あの人のことではない。あの人に憧れて改名した放火常習犯のことである。
ブルース・リーは1960年7月31日、ジョージ・ピーター・ディンズデイルとしてマンチェスターに生まれた。母親は売春婦だった。父親は誰だか判らない。3歳までは祖母に育てられた。母親に引き取られても、すぐに孤児院に入れられた。その生い立ちはあまりにも悲惨である。
更に不幸なことに、先天的に右手が麻痺しており、癲癇の症状もあった。やがて身体障害者の施設に入れられたが、ここで同性愛者に犯された。検事によれば、
「これが後の非行を決定づけ、逮捕の切っ掛けになったのである」
1979年12月4日、イーストヨークシャーのヘイスティ家が放火され、3人の息子が焼死した。うちの一人で長男のチャールズ・ヘイスティが札付きのワルで、何らかの報復に遭って放火されたのではないかと噂された。

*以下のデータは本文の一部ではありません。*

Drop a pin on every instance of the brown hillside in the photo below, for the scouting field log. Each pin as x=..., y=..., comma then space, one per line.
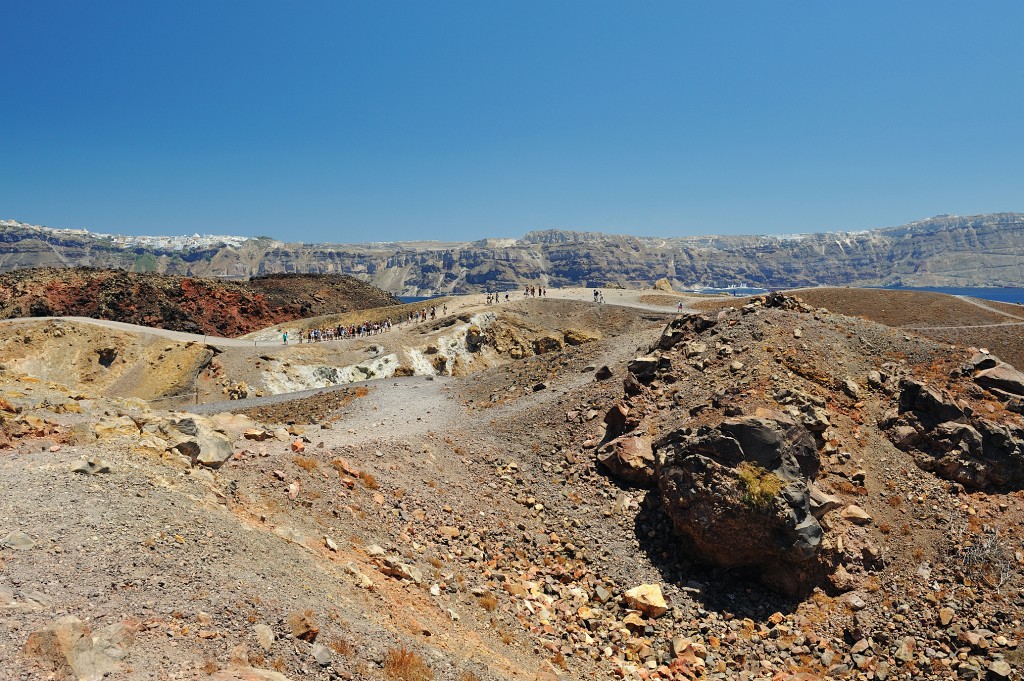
x=196, y=305
x=964, y=322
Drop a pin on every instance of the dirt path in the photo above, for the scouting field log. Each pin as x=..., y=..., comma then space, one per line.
x=215, y=341
x=975, y=301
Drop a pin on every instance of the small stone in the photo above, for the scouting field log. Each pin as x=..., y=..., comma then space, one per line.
x=648, y=599
x=999, y=669
x=264, y=636
x=322, y=654
x=91, y=466
x=907, y=648
x=856, y=515
x=17, y=541
x=302, y=626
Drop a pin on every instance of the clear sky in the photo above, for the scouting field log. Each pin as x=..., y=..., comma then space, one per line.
x=361, y=121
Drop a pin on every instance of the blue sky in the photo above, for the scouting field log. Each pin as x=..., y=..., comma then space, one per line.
x=371, y=121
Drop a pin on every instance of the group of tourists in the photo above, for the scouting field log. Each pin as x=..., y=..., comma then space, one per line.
x=341, y=332
x=323, y=334
x=423, y=313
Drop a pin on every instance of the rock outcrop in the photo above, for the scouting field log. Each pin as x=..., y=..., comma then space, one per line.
x=738, y=497
x=956, y=442
x=179, y=303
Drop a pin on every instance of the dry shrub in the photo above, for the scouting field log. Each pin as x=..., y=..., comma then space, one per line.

やがてチャールズが同性愛者と付き合っていたとの聞き込みがあった。その線で捜査は進められ、ブルース・リーの名が浮上したというわけである。
犯行の直前に「ブルース・リー」に改名したこの男は、過去11年にも渡る放火の数々を自供した。最初の犯行は9歳の時である。近所のショッピング・アーケードに火をつけたのだ。1973年6月23日には初めて死者が出た。犠牲者はまだ6歳の少年だった。
1977年1月5日には老人ホームに火をつけた。11人も死者が出る大惨事となった。
人に直に火を放つという凄まじいものもある。1974年12月23日、82歳の老夫人が安楽椅子に座ったまま、あたかも人体自然発火現象のような状態で焼死した。夫人はヘビー・スモーカーだったことから煙草が原因かに思われていたが、実はブルース・リーの仕業だった。イタズラして怒られた腹いせに、彼女がうたた寝している隙に灯油をかけて火を放ったのだ。
まったく恐るべきボンクラ超特急である。よりによってブルース・リーに改名したってところが、彼のボンクラぶりに拍車をかけている。
かくして我らがヒーロー、ブルース・リーは合計26人の殺害と放火の容疑で起訴された。しかし、精神障害があるとして、パークレイン特別病棟に収容された。そのために彼の写真は公表されていない。だから、あの人に似ているかどうかは判らない。